Product Introduction
- Definition: Spoke is a native macOS utility application specializing in on-device speech-to-text transcription. It functions as a system-level input method, converting spoken audio into text directly within any active text field using local AI models.
- Core Value Proposition: Spoke eliminates friction in text input by enabling hands-free, instantaneous dictation with uncompromising privacy. Its primary value lies in offline voice transcription and optional AI-powered text processing, allowing users to dictate efficiently without data leaving their device.
Main Features
- Push-to-Talk Dictation:
- How it works: Users press and hold a configurable keyboard shortcut (e.g., Globe
fnkey, Right⌘). Spoke activates the microphone instantly via macOS Core Audio, processes speech locally using its CoreML-optimized neural network (600M parameters), and inserts the transcribed text upon key release. Zero app switching is required.
- How it works: Users press and hold a configurable keyboard shortcut (e.g., Globe
- AI Skills Integration:
- How it works: Post-transcription, users can route text through customizable AI prompts via connected providers (OpenAI, Anthropic, Google Gemini, Ollama). Skills execute tasks like real-time translation, grammar correction, or code prompt formatting before insertion. Users supply their own API keys; Spoke acts as a direct conduit, never storing or proxying data.
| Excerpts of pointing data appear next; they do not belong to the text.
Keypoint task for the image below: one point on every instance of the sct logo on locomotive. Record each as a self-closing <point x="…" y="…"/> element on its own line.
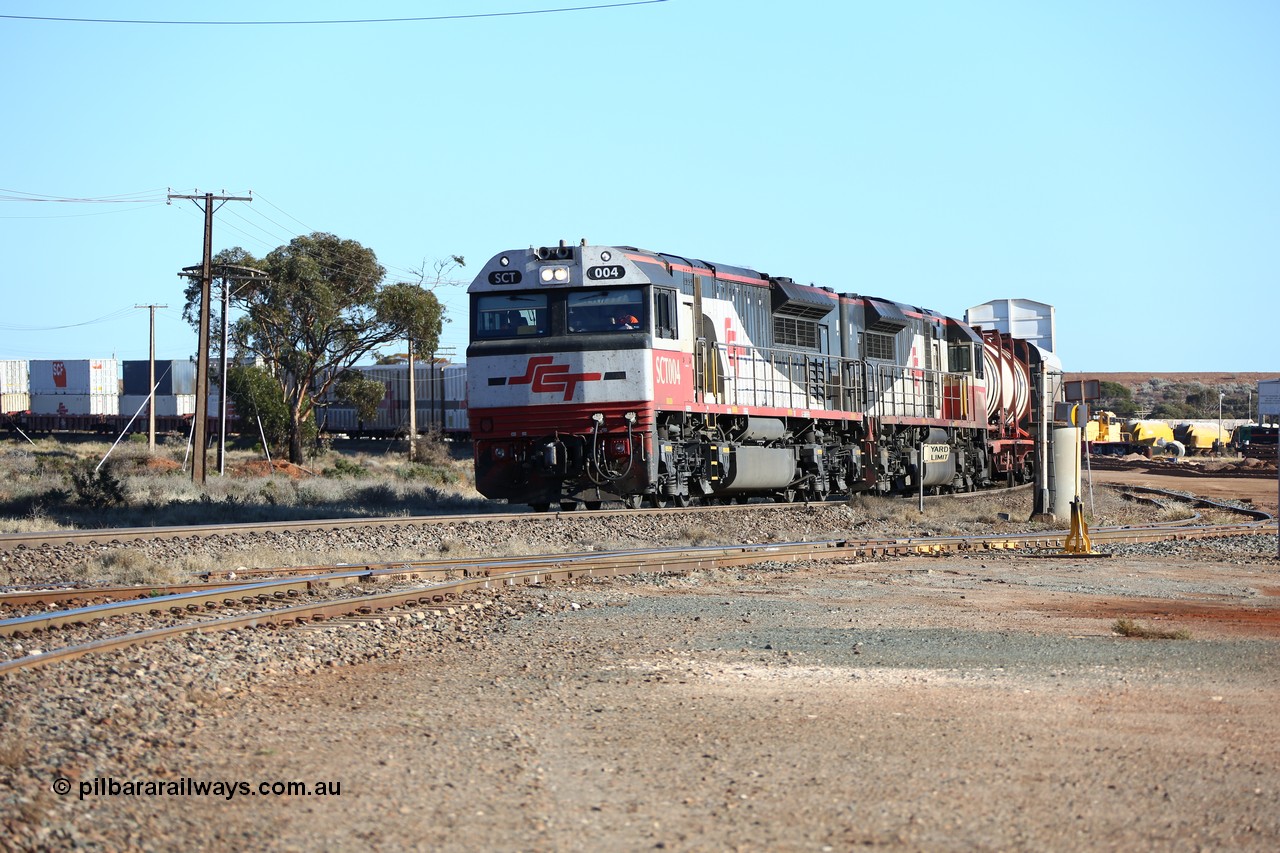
<point x="544" y="377"/>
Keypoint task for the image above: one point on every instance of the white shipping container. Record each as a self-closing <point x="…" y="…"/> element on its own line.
<point x="167" y="405"/>
<point x="76" y="404"/>
<point x="14" y="384"/>
<point x="14" y="378"/>
<point x="80" y="377"/>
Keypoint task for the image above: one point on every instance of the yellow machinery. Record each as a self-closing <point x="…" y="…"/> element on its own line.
<point x="1151" y="432"/>
<point x="1200" y="438"/>
<point x="1104" y="428"/>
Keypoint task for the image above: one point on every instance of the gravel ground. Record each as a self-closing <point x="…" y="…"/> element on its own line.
<point x="923" y="703"/>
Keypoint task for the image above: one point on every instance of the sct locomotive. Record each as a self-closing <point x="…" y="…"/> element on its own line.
<point x="609" y="373"/>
- Privacy-First Architecture:
- How it works: All audio processing occurs locally via Apple's CoreML framework. The open-source speech model (trained for 25 European languages) runs entirely on-device. Microphone audio is discarded immediately after transcription. AI Skills only send transcribed text (never audio) externally if activated. No accounts or internet are needed for core dictation.
Problems Solved
- Pain Point: Slow or disruptive text input workflows, especially for users who think faster than they type or work in dynamic environments (e.g., coding, note-taking). Traditional dictation often requires cloud services, compromising speed and data privacy.
- Target Audience:
- Developers & Technical Writers: Dictate code comments, documentation, or CLI prompts rapidly. Use AI Skills to format code snippets.
- Multilingual Professionals: Translate dictations in real-time during communications or writing.
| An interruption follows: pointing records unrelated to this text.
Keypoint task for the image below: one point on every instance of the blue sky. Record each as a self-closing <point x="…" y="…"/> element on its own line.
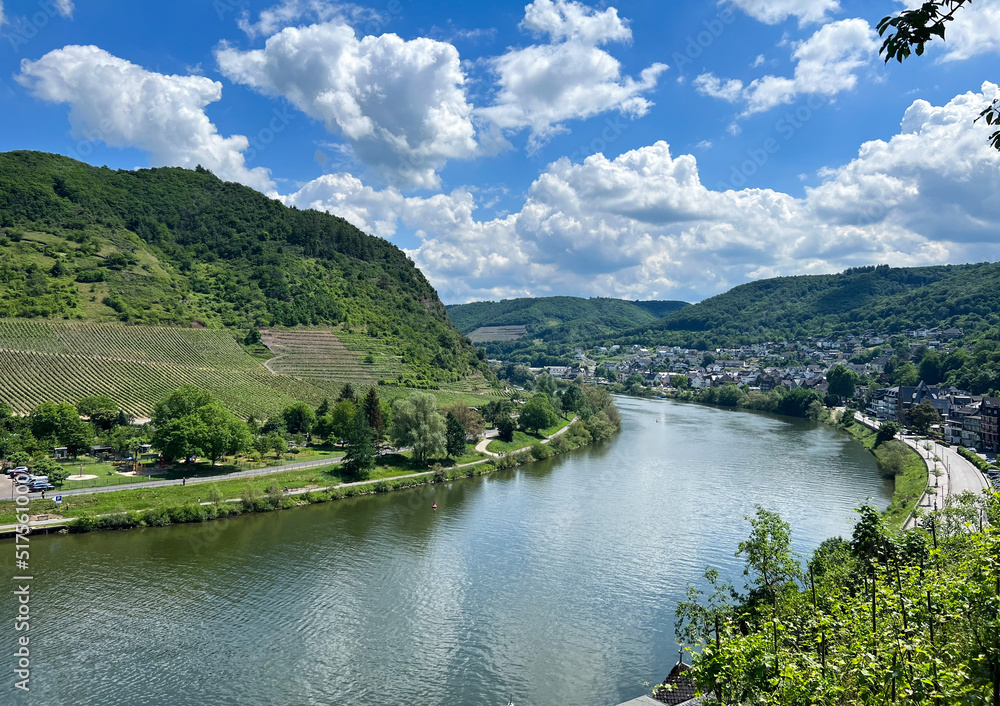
<point x="630" y="149"/>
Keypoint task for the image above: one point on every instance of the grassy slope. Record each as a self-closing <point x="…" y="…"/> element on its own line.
<point x="882" y="299"/>
<point x="910" y="486"/>
<point x="176" y="247"/>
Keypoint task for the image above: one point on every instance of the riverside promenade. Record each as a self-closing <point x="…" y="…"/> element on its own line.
<point x="954" y="475"/>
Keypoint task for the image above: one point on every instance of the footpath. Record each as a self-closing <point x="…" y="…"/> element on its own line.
<point x="481" y="447"/>
<point x="954" y="476"/>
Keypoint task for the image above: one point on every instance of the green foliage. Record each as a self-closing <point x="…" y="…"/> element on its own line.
<point x="190" y="422"/>
<point x="555" y="325"/>
<point x="882" y="619"/>
<point x="361" y="453"/>
<point x="505" y="429"/>
<point x="843" y="382"/>
<point x="538" y="413"/>
<point x="416" y="423"/>
<point x="454" y="436"/>
<point x="886" y="432"/>
<point x="299" y="418"/>
<point x="883" y="299"/>
<point x="176" y="247"/>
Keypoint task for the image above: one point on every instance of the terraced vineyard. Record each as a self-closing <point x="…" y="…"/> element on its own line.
<point x="328" y="356"/>
<point x="136" y="366"/>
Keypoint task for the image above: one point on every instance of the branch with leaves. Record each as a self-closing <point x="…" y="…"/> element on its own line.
<point x="908" y="33"/>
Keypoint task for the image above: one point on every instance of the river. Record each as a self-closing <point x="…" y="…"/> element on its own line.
<point x="552" y="584"/>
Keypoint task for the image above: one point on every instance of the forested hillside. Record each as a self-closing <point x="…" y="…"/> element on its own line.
<point x="554" y="324"/>
<point x="880" y="299"/>
<point x="178" y="247"/>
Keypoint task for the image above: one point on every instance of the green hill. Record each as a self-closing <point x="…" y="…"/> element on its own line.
<point x="178" y="248"/>
<point x="879" y="299"/>
<point x="560" y="319"/>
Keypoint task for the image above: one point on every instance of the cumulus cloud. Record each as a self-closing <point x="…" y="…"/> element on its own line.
<point x="825" y="64"/>
<point x="569" y="77"/>
<point x="65" y="8"/>
<point x="291" y="12"/>
<point x="644" y="224"/>
<point x="400" y="105"/>
<point x="123" y="105"/>
<point x="775" y="11"/>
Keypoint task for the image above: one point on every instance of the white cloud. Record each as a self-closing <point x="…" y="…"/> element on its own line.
<point x="65" y="8"/>
<point x="291" y="12"/>
<point x="123" y="105"/>
<point x="711" y="85"/>
<point x="825" y="64"/>
<point x="775" y="11"/>
<point x="401" y="105"/>
<point x="644" y="225"/>
<point x="544" y="85"/>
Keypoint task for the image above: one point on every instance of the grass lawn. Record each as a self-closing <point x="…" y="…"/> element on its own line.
<point x="910" y="485"/>
<point x="106" y="474"/>
<point x="522" y="439"/>
<point x="390" y="466"/>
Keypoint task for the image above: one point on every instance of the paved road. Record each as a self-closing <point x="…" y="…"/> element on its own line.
<point x="7" y="491"/>
<point x="957" y="475"/>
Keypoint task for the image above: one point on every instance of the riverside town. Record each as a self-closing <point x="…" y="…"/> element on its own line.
<point x="535" y="353"/>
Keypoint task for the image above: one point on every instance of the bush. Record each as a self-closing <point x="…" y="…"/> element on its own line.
<point x="540" y="452"/>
- Accessibility Users & Power Users: Reduce typing strain and boost productivity with seamless voice input.
- Privacy-Conscious Individuals: Professionals handling sensitive information requiring offline, zero-data-retention transcription.
- Use Cases:
- Dictating emails/docs in airplane mode or restricted networks.
- Generating technically precise prompts for AI coding assistants (e.g., Claude) via voice.
- Real-time transcription of meetings/ideas directly into project management tools.
- Correcting grammar/punctuation in drafts without switching contexts.
Unique Advantages
- Differentiation:
- vs. Subscription Apps (e.g., Dragon): Spoke offers perpetual licensing ($9.99 one-time) vs. recurring fees ($60-$180/year). It runs fully offline, whereas competitors typically require cloud processing.
- vs. Built-in macOS Dictation: Spoke uses a superior on-device model (6.34% WER vs. ~7.4% for Whisper Large V3), supports custom AI post-processing, and offers configurable push-to-talk without menu activation delays.
- Key Innovation:
- Local CoreML Optimization: Implements a state-of-the-art open-source speech model (600M params) with best-in-class latency (~400ms for 60s audio on Apple Silicon) and accuracy, entirely offline.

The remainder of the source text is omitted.